Картофелины. Несколько картофелин в хлипком пакетике. Выложить картошку в раковину, отправить грязный пакет в мусорку, включить воду, повозившись с кранами, пока не будет соответствующей температуры и напора. Мыть картошку, размышляя над чем-то, что надо сделать, над чем-то нужным, но не важным. В том же духе чистить... поменять воду и оставить до прихода родителей. А когда зазвенит звонок, побежать открывать дверь, встать на тумбочку и смотреть оттуда, спрашивать, сбегать на кухню включить картошку, обнаружить, что заварить чай я забыла...
Странно, меня что-то останавливает от всех этих простых действий. Плитка греет еле-еле. Соль какая-то странная - в одном доме мелкая и странно пахнет, в другом крупная, будто это вообще какая-то другая соль. В общем, не будет такой картошки. Поэтому ну её, картошку, я съем какой-нибудь йогурт, почитаю почту и пойду спать.
Кажется, что когда всё-таки будет нормальная плита, жизнь изменится довольно сильно.
Интересно, это такой самообман или правда?
Ничего ведь не изменится, мне по-прежнему будет всё равно.
Уже давно не хочется есть. Ну, вся еда такая, будто... в общем, просто чтобы поесть. А когда-то это было другое, совсем другое.
Не боясь окрестных торжеств и смут, Но не в силах на них смотреть, Ничего я больше не делал тут И, должно быть, не буду впредь.

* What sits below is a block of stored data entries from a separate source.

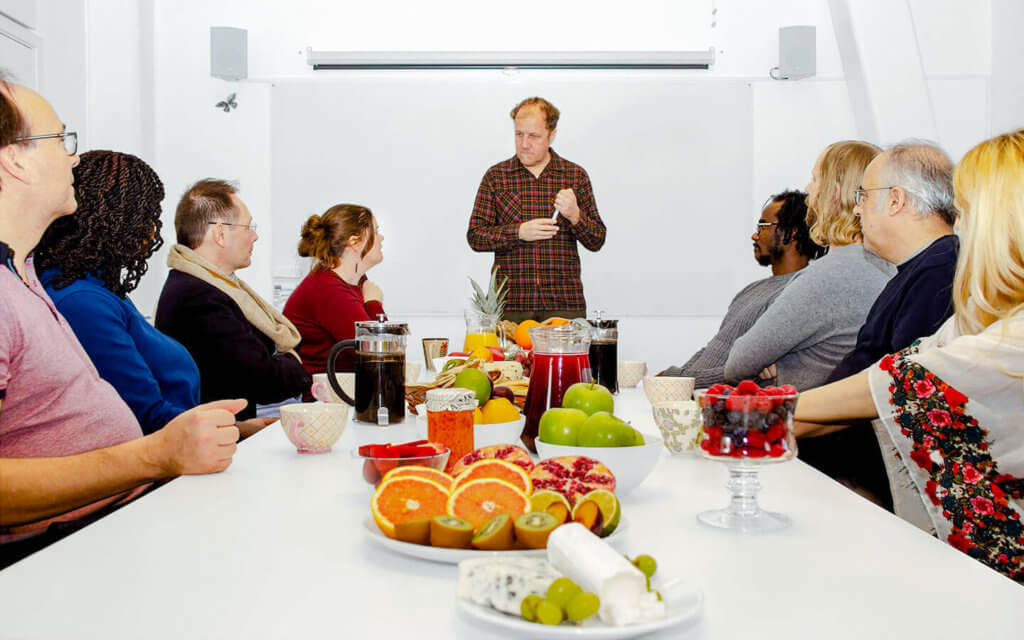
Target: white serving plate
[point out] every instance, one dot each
(454, 556)
(683, 603)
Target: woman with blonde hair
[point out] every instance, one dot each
(951, 406)
(813, 324)
(336, 294)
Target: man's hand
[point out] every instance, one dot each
(253, 425)
(538, 228)
(371, 291)
(200, 440)
(566, 205)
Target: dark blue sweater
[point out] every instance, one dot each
(912, 305)
(154, 374)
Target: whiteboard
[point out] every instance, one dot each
(669, 156)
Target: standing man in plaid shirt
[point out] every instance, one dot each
(530, 210)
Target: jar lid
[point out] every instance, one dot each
(451, 399)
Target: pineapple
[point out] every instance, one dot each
(492, 302)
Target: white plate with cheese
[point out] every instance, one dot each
(683, 604)
(454, 556)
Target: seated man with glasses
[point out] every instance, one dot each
(781, 242)
(243, 346)
(906, 213)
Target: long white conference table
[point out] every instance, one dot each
(274, 548)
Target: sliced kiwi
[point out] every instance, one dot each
(532, 528)
(416, 531)
(452, 531)
(498, 534)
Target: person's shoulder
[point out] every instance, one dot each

Когда снег заметает море и скрип сосны оставляет в воздухе след глубже, чем санный полоз, до какой синевы могут дойти глаза? до какой тишины может упасть беззвучный голос? Пропадая без вести из виду, мир вовне сводит счеты с лицом, как с заложником мамелюка. ...так моллюск фосфоресцирует на океанском дне, так молчанье в себя вбирает всю скорость звука, так довольно спички, чтобы разжечь плиту, так стенные часы, сердцебиенью вторя, остановившись по эту, продолжают идти по ту сторону моря.